Step 5: Add Flavorings (Optional)
For added depth of flavor, stir in the vanilla extract and ground cinnamon during the final few minutes of cooking. The vanilla adds a sweet, aromatic note, while the cinnamon brings a warm spice that complements the richness of the figs.
Step 6: Sterilize and Fill Jars
While the jam is cooking, sterilize your jars and lids by boiling them in water for 10 minutes. Once the jam is done, remove it from the heat and allow it to cool slightly. Use a ladle to spoon the hot fig jam into the sterilized jars, leaving about ¼ inch of space at the top.
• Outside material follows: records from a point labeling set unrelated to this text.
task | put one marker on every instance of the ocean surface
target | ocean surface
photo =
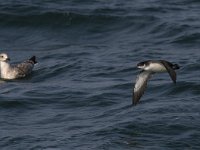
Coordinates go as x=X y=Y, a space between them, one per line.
x=79 y=96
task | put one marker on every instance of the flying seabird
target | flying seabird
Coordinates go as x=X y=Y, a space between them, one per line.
x=21 y=70
x=148 y=68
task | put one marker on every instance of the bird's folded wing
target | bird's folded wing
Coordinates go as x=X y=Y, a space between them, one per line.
x=140 y=86
x=171 y=72
x=23 y=69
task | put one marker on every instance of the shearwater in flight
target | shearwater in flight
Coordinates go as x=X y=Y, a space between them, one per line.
x=20 y=70
x=148 y=68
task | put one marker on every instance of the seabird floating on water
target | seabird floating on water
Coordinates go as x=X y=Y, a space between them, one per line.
x=148 y=68
x=21 y=70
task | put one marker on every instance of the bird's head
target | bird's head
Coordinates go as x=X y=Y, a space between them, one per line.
x=141 y=65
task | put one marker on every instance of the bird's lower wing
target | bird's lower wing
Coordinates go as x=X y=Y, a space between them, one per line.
x=140 y=85
x=171 y=72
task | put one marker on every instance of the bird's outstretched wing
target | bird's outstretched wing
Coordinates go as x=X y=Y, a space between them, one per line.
x=170 y=70
x=140 y=86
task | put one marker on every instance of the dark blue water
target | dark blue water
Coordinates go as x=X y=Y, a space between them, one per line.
x=79 y=95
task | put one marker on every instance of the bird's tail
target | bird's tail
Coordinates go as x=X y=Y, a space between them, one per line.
x=175 y=66
x=33 y=59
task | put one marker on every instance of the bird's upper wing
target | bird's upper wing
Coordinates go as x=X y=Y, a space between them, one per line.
x=171 y=72
x=140 y=85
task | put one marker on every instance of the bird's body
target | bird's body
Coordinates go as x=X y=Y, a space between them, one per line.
x=148 y=68
x=9 y=71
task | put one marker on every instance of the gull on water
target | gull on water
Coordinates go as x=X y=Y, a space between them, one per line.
x=9 y=71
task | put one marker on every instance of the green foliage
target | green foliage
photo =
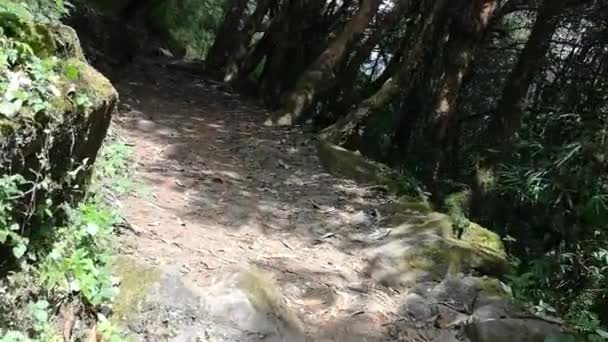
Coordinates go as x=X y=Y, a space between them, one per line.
x=190 y=24
x=71 y=261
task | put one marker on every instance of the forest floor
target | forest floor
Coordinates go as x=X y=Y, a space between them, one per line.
x=223 y=190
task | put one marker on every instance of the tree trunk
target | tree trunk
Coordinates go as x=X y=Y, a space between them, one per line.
x=241 y=47
x=507 y=119
x=466 y=33
x=401 y=82
x=226 y=35
x=322 y=70
x=351 y=70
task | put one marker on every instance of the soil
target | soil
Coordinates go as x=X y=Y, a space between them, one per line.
x=223 y=190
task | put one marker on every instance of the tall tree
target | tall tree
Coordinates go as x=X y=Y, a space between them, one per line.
x=227 y=34
x=242 y=47
x=507 y=118
x=466 y=32
x=311 y=81
x=401 y=82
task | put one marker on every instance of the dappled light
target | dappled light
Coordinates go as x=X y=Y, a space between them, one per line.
x=295 y=171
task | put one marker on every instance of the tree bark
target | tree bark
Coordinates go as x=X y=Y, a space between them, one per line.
x=226 y=35
x=507 y=119
x=466 y=32
x=241 y=47
x=401 y=82
x=322 y=70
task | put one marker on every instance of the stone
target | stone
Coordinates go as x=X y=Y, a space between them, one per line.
x=417 y=309
x=510 y=330
x=241 y=305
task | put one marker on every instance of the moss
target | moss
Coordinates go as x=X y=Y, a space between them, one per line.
x=94 y=83
x=491 y=287
x=135 y=281
x=67 y=42
x=265 y=295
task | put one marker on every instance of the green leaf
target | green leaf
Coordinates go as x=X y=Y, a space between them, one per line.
x=72 y=72
x=9 y=109
x=91 y=229
x=19 y=250
x=602 y=333
x=3 y=236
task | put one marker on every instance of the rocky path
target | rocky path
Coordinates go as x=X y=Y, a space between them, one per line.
x=225 y=193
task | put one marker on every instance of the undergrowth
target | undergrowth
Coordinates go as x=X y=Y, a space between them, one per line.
x=56 y=239
x=67 y=272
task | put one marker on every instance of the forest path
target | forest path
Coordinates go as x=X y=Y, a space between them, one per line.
x=224 y=190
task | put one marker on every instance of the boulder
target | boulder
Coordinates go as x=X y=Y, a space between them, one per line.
x=512 y=329
x=242 y=305
x=67 y=133
x=422 y=246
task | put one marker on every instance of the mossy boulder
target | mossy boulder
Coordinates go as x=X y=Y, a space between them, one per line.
x=423 y=244
x=157 y=304
x=77 y=104
x=424 y=247
x=353 y=165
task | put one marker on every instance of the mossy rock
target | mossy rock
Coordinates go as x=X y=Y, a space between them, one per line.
x=353 y=165
x=426 y=249
x=136 y=280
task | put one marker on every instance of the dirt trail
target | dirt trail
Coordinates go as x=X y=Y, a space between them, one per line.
x=225 y=191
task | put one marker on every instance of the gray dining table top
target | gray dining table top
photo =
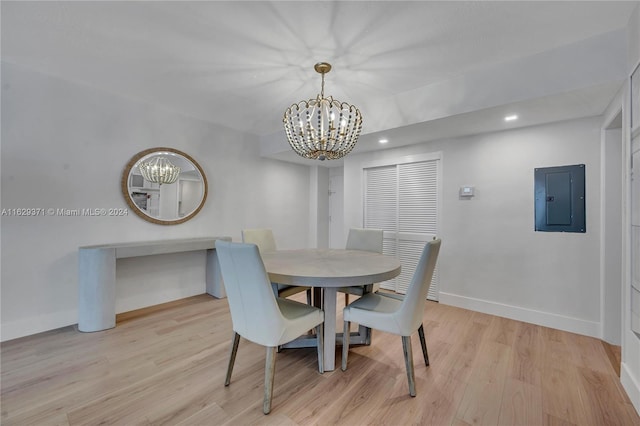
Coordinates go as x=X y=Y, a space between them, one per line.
x=329 y=267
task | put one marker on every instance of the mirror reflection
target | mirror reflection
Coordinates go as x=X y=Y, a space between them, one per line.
x=164 y=186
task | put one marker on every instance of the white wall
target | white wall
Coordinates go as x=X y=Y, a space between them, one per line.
x=492 y=260
x=65 y=146
x=630 y=369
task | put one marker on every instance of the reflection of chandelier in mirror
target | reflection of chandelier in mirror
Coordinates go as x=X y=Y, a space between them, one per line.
x=159 y=170
x=322 y=128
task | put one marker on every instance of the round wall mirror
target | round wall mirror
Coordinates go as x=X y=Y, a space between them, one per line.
x=164 y=186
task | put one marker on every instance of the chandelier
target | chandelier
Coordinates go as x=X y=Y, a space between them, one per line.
x=322 y=128
x=159 y=170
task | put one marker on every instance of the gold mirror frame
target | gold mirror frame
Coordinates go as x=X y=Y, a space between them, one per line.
x=124 y=185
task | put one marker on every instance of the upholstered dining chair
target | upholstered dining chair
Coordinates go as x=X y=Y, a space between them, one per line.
x=365 y=239
x=257 y=314
x=264 y=239
x=401 y=317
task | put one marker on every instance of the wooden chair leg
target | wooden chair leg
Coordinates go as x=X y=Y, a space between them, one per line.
x=408 y=360
x=269 y=372
x=320 y=341
x=423 y=342
x=232 y=357
x=346 y=334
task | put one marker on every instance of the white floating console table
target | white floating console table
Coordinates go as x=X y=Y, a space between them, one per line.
x=97 y=275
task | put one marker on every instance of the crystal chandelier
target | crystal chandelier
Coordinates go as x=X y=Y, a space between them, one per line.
x=322 y=128
x=159 y=170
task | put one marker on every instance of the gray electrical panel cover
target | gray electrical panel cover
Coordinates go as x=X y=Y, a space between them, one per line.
x=560 y=199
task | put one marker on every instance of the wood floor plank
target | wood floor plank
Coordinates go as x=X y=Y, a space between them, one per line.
x=166 y=366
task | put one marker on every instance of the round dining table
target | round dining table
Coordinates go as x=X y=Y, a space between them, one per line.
x=329 y=270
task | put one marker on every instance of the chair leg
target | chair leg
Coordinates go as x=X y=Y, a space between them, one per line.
x=408 y=360
x=232 y=357
x=269 y=372
x=320 y=342
x=423 y=342
x=346 y=334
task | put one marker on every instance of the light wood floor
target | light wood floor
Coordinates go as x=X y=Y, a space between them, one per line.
x=166 y=365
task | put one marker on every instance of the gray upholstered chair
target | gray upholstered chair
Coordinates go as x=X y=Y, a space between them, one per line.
x=401 y=317
x=365 y=239
x=264 y=239
x=259 y=316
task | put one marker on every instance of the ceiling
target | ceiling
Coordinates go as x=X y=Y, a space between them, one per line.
x=417 y=70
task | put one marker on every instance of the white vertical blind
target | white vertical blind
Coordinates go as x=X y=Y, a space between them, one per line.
x=403 y=200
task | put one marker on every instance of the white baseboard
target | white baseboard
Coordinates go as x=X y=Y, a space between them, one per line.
x=33 y=325
x=631 y=385
x=546 y=319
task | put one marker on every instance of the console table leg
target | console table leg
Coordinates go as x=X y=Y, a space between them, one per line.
x=96 y=289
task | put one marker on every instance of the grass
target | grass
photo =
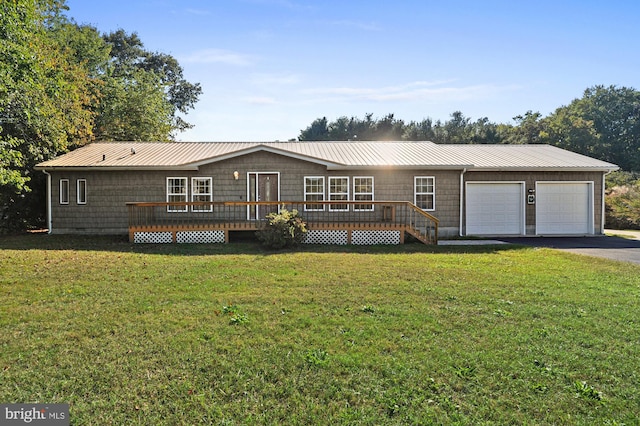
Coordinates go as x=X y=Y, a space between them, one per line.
x=231 y=334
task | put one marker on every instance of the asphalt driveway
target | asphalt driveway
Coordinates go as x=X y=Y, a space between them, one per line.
x=610 y=247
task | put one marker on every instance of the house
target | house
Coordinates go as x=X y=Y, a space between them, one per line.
x=348 y=192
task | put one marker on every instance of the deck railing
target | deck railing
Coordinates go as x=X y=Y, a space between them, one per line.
x=246 y=216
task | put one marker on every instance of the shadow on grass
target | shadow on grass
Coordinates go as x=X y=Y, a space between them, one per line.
x=118 y=243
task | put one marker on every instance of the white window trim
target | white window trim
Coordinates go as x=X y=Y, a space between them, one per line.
x=201 y=209
x=338 y=193
x=64 y=192
x=416 y=193
x=79 y=192
x=172 y=209
x=322 y=178
x=364 y=193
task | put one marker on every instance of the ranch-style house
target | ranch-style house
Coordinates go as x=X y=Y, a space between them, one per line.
x=346 y=192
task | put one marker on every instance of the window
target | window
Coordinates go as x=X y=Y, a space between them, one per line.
x=338 y=191
x=363 y=191
x=425 y=192
x=177 y=193
x=64 y=191
x=81 y=193
x=314 y=191
x=201 y=190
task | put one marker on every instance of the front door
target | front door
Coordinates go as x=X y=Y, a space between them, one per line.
x=263 y=187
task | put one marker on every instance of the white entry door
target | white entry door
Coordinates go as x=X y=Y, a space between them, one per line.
x=564 y=208
x=495 y=208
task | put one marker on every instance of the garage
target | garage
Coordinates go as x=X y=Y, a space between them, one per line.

Wipe the rims of the jars with a clean cloth to ensure a proper seal.
Step 7: Seal and Store
Seal the jars tightly and let them cool to room temperature. If you plan to store the jam for an extended period, process the filled jars in a boiling water bath for 10 minutes to ensure a vacuum seal. Once sealed, the fig jam can be stored in a cool, dark place for up to a year. After opening, keep the jam refrigerated and consume it within a few weeks.
Serving Suggestions
Fig jam is incredibly versatile. Spread it on toast, use it as a topping for yogurt, or pair it with soft cheeses like brie or goat cheese. You can even use it as a glaze for roasted meats or as a filling for baked goods.
Enjoy this homemade fig jam, bursting with natural sweetness and deep flavor!